If you’re intimidated by what to do with the thistlelike artichoke, then you may not be alone. After all, it is a complicated looking vegetable with its cluster of thick leaves that you need to figure out. To tell the truth, I was never sure how to prep an artichoke the right way and probably wasted more of it than I needed to. Fortunately, I finally learned the proper technique from my friend that I wanted to pass along to you. Trust me, but it was what finally got me to appreciate this vegetable more for its deliciousness.
One thing that was always disgusting to me was how easily a fresh artichoke would discolor brown once slicing into it. What helps is rubbing some lemon juice over where you cut it or filling a mixing bowl with a few tablespoons to about three or four cups of water for a quick soaking. Using a fresh lemon is preferred, but I have used bottled lemon juice with the same good results. With that said, I now like to start having that lemon juice and water bath ready before working on the dissection of my articoke.
Regardless of how you are intending to prepare your artichoke, you need to trim it first. Remove any of the tough outer leaves or the ones that are showing some brown color. You’ll find that process is easier if you use a knife with a serrated (wavy) blade over a regular one.

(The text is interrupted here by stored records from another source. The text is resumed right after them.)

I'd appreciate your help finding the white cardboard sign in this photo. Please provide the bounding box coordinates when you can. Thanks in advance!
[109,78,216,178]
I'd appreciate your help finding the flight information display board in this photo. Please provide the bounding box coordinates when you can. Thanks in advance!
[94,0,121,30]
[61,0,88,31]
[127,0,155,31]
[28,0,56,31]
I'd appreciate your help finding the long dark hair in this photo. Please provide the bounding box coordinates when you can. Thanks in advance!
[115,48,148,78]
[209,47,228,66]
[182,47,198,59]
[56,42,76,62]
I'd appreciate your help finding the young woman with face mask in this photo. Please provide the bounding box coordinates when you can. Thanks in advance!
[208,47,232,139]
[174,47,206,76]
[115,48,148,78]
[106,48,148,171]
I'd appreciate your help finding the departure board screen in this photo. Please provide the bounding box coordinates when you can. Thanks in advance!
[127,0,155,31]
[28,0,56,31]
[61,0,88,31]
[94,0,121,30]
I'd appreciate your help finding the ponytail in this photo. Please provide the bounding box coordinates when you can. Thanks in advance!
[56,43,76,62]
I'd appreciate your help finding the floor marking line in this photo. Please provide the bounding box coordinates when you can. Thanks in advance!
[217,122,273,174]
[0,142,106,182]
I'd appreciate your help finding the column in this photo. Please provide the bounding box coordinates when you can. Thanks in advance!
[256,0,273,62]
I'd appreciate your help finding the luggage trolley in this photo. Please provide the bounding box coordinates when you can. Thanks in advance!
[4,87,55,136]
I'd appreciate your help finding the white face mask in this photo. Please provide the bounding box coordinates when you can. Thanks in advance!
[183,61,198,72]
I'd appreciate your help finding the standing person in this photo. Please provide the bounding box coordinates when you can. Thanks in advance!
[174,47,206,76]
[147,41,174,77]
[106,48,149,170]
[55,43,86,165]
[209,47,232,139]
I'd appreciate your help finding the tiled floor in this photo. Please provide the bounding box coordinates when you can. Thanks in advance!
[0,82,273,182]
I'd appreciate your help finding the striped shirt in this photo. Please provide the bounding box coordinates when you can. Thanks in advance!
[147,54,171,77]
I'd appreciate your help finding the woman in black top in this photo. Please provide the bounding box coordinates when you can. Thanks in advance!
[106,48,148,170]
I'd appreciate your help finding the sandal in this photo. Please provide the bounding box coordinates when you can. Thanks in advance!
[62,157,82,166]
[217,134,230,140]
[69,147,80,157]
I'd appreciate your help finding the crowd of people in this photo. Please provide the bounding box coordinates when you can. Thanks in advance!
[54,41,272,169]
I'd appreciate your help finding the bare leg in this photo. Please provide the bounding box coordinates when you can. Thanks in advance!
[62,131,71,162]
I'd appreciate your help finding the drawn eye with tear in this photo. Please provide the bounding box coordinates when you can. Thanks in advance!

Next, cut off about one inch at the top. You also may want to pull out your kitchen shearers to smooth out any thorny edges on the leaves as well as the brown end of the artichoke’s stem.
You can bake, steam, stuff, or grill them. I just take out steamer basket and place the them in about two inches of water with some lemon juice in my covered large pot. I cook this on the stove top for about 25-30 minutes. Usually, I just serve them with some melted butter or a hollandaise sauce.
After it is cooked, remove the leaves starting from the bottom and work toward the center.
To select the best ones, you should look for ones that have some weight to them with closed leaves. These are signs that indicate freshness.